El reloj de la estación se hallaba detenido a las cinco y diez, y en la puerta de la cantina había un perro desproporcionado colocado allí por mi nieto Rubén quien lo había rescatado del interior de un huevo Kinder. El cartel colocado a la entrada de la estación rezaba: “La Sisina” y al final del andén un arco de medio punto se abría a un túnel oscuro que se adentraba en la cadena montañosa. La locomotora de vapor Manresa y Guardiola con sus cromados brillantes y la casilla del maquinista pintada de rojo, esperaba dispuesta la señal de salida del Jefe de Estación.

Esa noche soñé que llegaba a “La Sisina” y que descendía del vagón entre el vocerío de los maleteros y de las mujeres que vendían cuartillos de leche y mantecadas. Entré en el pueblo y me encaminé a la fonda que me había recomendado el maletero alabando su limpieza y su ubicación en la plaza mayor, ésta con una fuente de siete caños que llenaba los cántaros de las mujeres y apagaba la sed de las caballerías.
Me pusieron de almuerzo una carne que parecía haber muerto de muerte natural por lo dura y correosa y, tras un aguardiente casero que consiguió disolver en parte la contundencia del guiso, me dispuse a recorrer el pueblo de caserío más bien escaso, pero rico en huertas atravesadas por una acequia rumorosa en cuya linde avanzaban en fila india los frutales cargados de membrillos y melocotones que habían recogido el calor del verano que tocaba a su fin.
En un recodo del camino apareció un prado con un solitario nogal.

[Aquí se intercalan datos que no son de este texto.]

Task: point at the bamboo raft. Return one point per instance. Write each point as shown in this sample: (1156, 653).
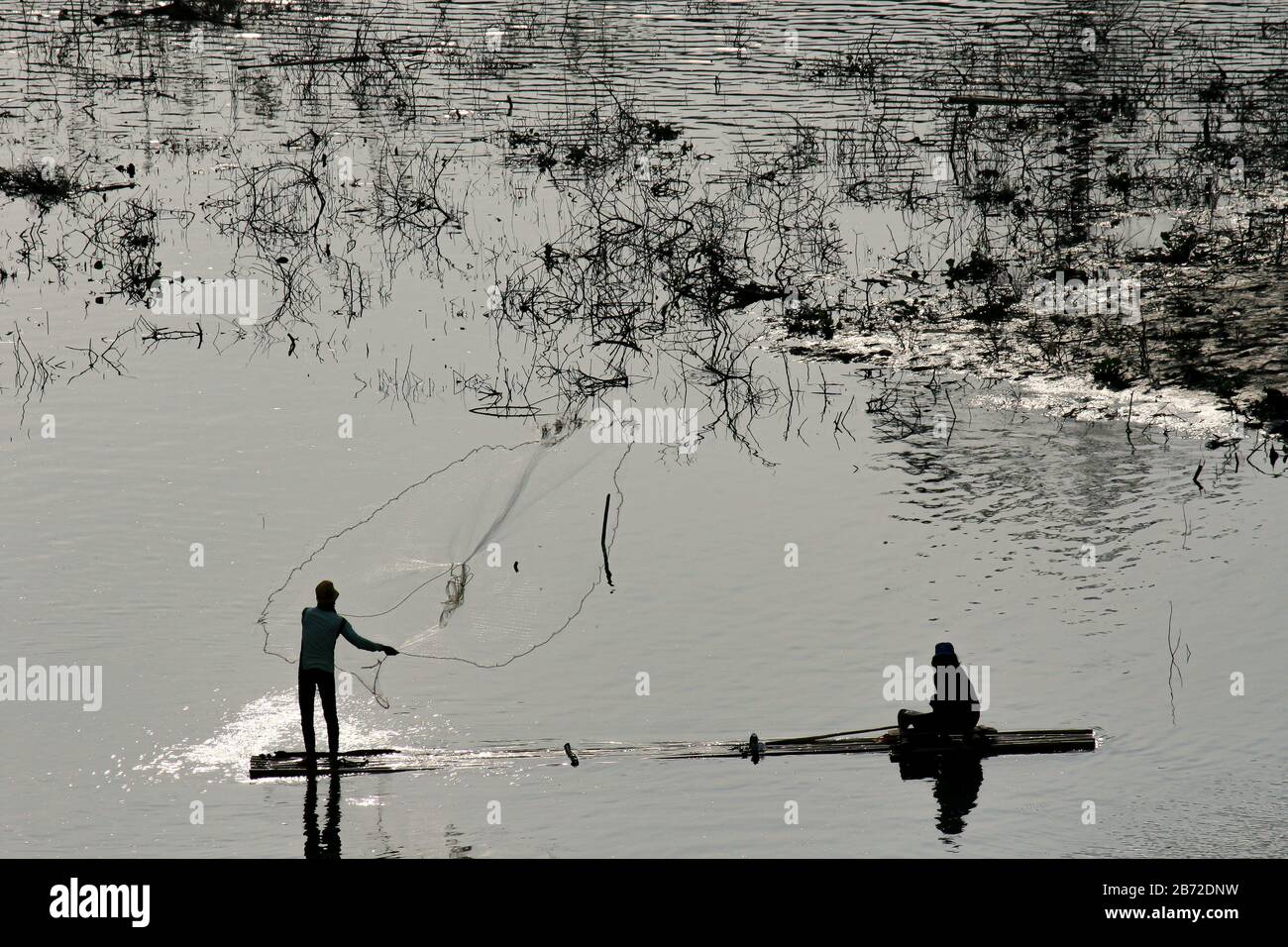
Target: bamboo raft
(982, 742)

Tendí la chaqueta sobre la hierba y dormí largo rato. Me despertó con violencia el reloj digital desgranando las noticias sobre el caso Gurtel y permanecí quieto, con los ojos cerrados, deseando que el sueño fuera este despertar y mi vida real siguiera suspendida bajo el nogal de La Sisina.
Me incorporé, y mis ojos por fin abiertos se posaron sobre la almohada en la que reposaba una nuez perfecta, dorada… como un regalo de los dioses.